In a fragmented media environment, DOOH has one major advantage: it is unskippable. And not just unskippable in theory. According to OAAA and Harris Poll, 73% of consumers view DOOH favorably, 76% took action after recent DOOH exposure, and 74% of mobile users took action on their phones after seeing a DOOH ad. Those actions included 44% who searched for the advertiser and 38% who visited the advertiser’s website. That is not awareness for awareness’s sake. That is attention that moves people. [6] [7]
The market is voting the same way. OOH hit a record $9.46 billion in U.S. revenue in 2025, marking 19 consecutive quarters of growth, and DOOH accounted for 36.3% of total OOH revenue while growing 10.5% year over year. That is not legacy media hanging on. That is a modern channel proving it still has pricing power, relevance, and measurable impact. [8]
The Real-World nth Impression is What Moves the Buyer.
That brings me back to the board on I-75. That was the real-world nth impression. The one that moved me from casual awareness to active consideration. The board did not close the sale, and it did not need to. It created urgency. It made the vehicle feel immediate, real, worth investigating and it drove me to AI to continue researching.
That’s where marketers still misattribute value. Digital touchpoints often receive the credit because they are “easier” to measure, but the real-world impression is frequently what drives the consumer to take action in the first place.

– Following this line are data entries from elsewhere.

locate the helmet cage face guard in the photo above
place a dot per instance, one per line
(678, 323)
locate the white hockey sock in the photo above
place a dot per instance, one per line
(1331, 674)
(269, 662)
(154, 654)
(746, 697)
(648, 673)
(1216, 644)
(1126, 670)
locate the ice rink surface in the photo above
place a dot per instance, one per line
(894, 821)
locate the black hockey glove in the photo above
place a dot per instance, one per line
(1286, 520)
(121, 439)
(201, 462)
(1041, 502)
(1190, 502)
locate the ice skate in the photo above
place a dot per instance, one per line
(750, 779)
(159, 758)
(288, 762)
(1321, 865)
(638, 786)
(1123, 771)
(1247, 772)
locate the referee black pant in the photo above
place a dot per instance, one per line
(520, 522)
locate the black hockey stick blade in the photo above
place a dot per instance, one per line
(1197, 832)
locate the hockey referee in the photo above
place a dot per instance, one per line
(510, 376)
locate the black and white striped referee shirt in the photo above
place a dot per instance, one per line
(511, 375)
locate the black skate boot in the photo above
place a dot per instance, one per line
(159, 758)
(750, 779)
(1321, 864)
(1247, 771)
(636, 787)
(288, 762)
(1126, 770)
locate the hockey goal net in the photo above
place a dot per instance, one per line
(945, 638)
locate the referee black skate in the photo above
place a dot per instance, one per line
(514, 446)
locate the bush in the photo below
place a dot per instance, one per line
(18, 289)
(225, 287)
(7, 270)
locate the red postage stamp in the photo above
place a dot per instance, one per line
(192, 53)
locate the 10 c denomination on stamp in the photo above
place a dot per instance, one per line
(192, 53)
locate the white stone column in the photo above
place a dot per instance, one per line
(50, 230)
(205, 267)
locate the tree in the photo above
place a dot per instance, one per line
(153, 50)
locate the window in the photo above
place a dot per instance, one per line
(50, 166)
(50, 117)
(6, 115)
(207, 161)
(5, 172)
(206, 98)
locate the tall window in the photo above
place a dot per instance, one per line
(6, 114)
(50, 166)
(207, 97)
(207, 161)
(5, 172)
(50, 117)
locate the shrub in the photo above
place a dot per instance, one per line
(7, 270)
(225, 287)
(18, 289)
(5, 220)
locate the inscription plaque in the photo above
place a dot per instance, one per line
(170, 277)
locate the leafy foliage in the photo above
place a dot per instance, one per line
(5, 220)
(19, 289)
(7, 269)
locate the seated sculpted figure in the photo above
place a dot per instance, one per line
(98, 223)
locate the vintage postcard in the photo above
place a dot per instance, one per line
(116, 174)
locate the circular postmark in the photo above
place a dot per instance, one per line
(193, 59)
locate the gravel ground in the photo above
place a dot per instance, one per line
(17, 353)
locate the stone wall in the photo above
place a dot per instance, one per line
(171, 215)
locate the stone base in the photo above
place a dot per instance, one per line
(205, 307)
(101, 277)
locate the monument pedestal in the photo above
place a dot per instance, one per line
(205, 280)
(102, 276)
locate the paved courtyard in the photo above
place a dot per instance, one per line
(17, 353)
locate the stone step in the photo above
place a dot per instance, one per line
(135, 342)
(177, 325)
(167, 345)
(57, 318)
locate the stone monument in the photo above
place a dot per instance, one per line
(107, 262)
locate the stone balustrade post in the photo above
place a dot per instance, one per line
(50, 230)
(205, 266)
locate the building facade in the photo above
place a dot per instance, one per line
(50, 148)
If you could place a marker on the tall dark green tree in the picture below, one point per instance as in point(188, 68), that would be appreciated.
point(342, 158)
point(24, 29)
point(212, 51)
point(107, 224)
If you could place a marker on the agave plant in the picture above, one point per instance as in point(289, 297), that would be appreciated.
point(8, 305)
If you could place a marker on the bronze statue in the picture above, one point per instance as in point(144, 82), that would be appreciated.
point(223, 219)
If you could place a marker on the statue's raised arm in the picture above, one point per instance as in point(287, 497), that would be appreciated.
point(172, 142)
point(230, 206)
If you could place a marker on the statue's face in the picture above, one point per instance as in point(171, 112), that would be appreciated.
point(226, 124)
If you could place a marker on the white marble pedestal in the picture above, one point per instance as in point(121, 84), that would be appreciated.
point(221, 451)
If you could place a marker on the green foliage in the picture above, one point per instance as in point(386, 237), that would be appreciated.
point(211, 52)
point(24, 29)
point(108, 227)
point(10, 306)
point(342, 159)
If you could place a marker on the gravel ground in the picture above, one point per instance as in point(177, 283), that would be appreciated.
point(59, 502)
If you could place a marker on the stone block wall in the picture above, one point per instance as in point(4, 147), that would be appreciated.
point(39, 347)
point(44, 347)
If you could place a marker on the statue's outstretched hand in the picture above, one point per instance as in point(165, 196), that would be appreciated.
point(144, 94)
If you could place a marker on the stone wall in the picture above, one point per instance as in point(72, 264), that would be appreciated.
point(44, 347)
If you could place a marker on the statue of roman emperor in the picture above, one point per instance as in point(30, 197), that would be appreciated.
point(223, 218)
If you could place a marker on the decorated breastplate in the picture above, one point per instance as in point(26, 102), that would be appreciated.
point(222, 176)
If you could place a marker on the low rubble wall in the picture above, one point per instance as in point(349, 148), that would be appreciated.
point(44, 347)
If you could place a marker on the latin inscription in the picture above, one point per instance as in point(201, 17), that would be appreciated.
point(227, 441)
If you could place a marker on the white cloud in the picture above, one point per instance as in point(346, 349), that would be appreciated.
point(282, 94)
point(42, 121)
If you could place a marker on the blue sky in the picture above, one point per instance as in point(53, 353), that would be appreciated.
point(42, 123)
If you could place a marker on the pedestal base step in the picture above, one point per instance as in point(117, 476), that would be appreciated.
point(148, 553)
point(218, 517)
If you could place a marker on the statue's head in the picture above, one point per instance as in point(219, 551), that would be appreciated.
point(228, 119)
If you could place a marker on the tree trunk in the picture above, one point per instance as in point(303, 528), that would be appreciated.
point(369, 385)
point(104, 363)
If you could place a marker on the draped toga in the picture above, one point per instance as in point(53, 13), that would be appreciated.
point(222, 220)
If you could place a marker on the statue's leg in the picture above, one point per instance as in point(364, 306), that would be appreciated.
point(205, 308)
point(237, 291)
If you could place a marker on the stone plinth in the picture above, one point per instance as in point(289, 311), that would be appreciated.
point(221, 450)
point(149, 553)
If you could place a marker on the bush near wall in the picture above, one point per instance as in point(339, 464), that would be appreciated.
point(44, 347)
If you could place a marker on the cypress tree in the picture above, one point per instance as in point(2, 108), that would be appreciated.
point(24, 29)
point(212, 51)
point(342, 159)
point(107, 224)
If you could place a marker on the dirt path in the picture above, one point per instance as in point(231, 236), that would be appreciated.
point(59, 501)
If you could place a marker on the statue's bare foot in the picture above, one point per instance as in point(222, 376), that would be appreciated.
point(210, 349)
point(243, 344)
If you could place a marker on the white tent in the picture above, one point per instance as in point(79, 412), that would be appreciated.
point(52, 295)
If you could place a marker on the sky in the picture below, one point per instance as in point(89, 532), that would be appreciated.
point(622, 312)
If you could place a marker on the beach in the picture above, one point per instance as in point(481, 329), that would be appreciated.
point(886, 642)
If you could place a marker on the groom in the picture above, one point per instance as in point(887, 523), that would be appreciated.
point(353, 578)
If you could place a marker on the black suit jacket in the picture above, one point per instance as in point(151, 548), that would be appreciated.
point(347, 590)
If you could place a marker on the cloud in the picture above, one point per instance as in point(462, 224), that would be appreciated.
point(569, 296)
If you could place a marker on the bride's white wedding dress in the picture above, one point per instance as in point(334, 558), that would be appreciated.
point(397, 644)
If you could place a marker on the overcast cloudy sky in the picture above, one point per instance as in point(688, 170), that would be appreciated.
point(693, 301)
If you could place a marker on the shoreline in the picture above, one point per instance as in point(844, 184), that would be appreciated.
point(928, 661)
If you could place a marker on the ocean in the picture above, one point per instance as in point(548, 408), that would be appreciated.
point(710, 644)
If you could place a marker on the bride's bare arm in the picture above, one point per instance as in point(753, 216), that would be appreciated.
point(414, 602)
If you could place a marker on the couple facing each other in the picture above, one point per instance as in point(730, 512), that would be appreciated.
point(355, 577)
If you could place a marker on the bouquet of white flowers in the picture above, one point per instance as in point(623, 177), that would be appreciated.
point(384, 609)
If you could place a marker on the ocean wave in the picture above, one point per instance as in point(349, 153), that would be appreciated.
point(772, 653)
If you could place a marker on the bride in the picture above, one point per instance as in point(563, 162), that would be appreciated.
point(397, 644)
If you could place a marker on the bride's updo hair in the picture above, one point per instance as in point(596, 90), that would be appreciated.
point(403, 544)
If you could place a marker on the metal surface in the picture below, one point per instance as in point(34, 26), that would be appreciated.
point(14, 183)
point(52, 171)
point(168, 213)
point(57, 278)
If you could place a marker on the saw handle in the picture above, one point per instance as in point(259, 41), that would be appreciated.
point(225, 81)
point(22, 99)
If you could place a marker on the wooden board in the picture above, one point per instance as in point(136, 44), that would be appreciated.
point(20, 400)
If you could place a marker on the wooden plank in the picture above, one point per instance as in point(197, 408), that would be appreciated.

Automotive brands are still underinvested in the medium. OAAA and Benchmarketing modeling showed that increasing OOH from 1% to 5% of the media mix delivered nearly all of the modeled purchase-intent optimization and significantly improved total media ROAS. In other words, even modest increases in OOH investment can materially improve overall campaign performance. [9] [10]
Modern DOOH is Smarter Than Marketers Think
And contrary to outdated perceptions, OOH is highly measurable. Brands can evaluate web lift, dealership foot traffic, regional incrementality, branded search, VDP engagement, awareness, and downstream sales in near real time through modern attribution and measurement solutions. For automotive marketers, that means less guessing and a much clearer read on how OOH is helping drive shoppers onto your site and onto the lot. Measurement is not the barrier anymore. Habit is.
Venue mix also matters. Roadside billboards deliver scale and impact, while gas stations, malls, supermarkets, gyms, office corridors, and urban panels build frequency throughout everyday routines. The strength of modern OOH is not a single placement, it is sustained real-world visibility across environments where consumers actually spend time.
What Automotive Marketers Should do Next
The takeaway is clear:
Start measuring OOH and DOOH if you are not already. Not with vanity reporting. With real business outcomes.
Stop evaluating OOH in isolation. The right question is not what the board did by itself. It is what it did to the rest of the mix.
Accept that DOOH is not just a branding tool. It is often the real-world impression that makes search, site visits, AI-assisted research, and dealer engagement more likely.
Increase OOH and DOOH budgets while the channel is still underweighted in many plans and undervalued relative to its influence.
The automotive funnel has not disappeared. It has simply become more fragmented, less linear, and increasingly influenced by AI-assisted discovery. In that environment, OOH and DOOH are becoming more valuable, not less.
Sometimes the impression that truly moves a shopper is not a pre-roll, an IG post or SEM click. Sometimes it is a spectacular board on I-75.